A: No, the former is wrong. As can be read here (http://www.biostathandbook.com/pairedttest.html): The paired t–test assumes that the differences between pairs are normally distributed. Performing a t-test without checking the normality of the difference is wrong, regardless of the normality of X or Z (the constituents of the difference).
Q: In the proposed should situation should I always favour option (1) over option (2)?

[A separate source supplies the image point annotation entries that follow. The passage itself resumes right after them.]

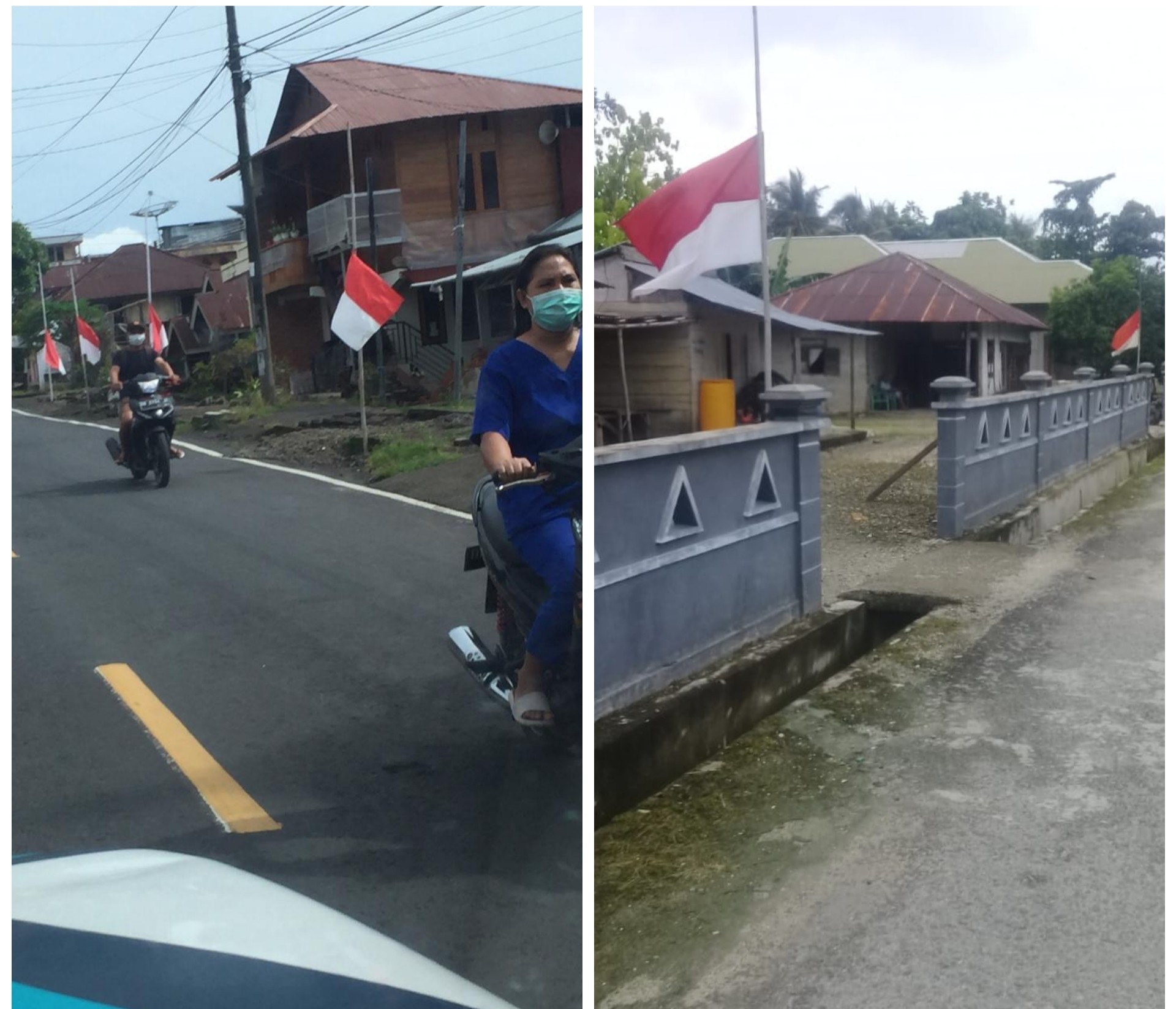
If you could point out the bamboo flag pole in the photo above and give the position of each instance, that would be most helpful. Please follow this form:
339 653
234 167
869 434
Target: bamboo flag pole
81 352
766 273
45 322
359 354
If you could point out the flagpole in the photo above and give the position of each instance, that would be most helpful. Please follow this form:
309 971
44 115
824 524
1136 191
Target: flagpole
45 322
766 273
81 352
359 354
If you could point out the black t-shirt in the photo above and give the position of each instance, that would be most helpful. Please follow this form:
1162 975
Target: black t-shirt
133 363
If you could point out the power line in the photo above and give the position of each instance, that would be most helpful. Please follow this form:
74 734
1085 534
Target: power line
97 104
199 73
129 168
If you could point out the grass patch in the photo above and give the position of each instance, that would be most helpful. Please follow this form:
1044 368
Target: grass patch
404 456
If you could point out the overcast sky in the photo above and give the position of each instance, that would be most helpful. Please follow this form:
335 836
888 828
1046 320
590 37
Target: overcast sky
908 102
65 46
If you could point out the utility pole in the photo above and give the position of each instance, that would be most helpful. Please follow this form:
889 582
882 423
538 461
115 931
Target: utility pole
372 248
252 236
461 253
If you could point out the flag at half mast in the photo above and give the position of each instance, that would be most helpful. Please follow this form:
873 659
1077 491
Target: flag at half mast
1127 336
706 219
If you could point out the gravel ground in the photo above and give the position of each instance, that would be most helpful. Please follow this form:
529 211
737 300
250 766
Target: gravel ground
862 539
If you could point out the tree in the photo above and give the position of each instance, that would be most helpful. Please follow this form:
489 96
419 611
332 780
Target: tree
1022 232
795 208
1085 316
634 158
1071 229
1135 231
978 216
26 254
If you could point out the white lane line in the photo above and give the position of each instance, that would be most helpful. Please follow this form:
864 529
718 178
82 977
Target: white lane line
399 497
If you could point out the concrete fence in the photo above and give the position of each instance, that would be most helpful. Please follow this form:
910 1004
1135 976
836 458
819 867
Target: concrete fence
705 542
998 452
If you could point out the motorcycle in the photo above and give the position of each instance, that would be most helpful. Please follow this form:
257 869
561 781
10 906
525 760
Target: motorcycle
153 425
514 593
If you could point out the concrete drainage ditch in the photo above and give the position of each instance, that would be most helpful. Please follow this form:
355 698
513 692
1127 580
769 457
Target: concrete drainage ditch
643 748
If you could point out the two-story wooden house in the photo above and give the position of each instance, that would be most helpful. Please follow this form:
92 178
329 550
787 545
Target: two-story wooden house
522 173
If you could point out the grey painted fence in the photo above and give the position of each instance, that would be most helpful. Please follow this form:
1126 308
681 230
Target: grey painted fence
704 542
998 452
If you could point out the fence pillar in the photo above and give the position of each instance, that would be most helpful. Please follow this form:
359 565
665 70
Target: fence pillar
1088 376
1038 382
795 404
953 395
1121 372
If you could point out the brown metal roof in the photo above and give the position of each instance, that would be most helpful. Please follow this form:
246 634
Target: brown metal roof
123 274
227 309
900 289
360 93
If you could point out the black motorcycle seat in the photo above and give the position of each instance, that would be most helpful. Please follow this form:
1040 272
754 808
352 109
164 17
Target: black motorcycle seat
506 557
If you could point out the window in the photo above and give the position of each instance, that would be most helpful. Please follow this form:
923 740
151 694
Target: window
500 306
819 359
489 180
470 194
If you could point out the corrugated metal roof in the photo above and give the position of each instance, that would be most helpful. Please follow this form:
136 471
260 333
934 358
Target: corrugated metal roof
506 263
900 289
124 274
717 292
361 93
227 309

A: Either options work but normality of the difference needs to be verified in either case. You might as well do the one-sample t-test because you need to calculate the difference anyhow.
Best Answer
It would be bad -- very bad. If you ignore the pairing and use a two-sample t-test where you should have used the paired, chances are that you will not be able to detect the effect of interest. In this case, between subject variation is included in the estimate of variance used to measure the effect of interest. The variance is inflated, and only a substantial effect size will be deemed significant. Example: students are given a math test, followed by an instruction module, and then another test. If you ignore the pairing (before and after for each student), difference in ability is added to the effect of the module, thus making the effect harder to detect.
On the other hand, if you foist pairing onto an unpaired sample you reduce the degrees of freedom of the test. You are adding variables to the model (the pairing effect) that are basically random. In a sense, for each pair, you are adding a parameter for that pair -- but these parameters mean nothing. You would be adding noise, in a sense.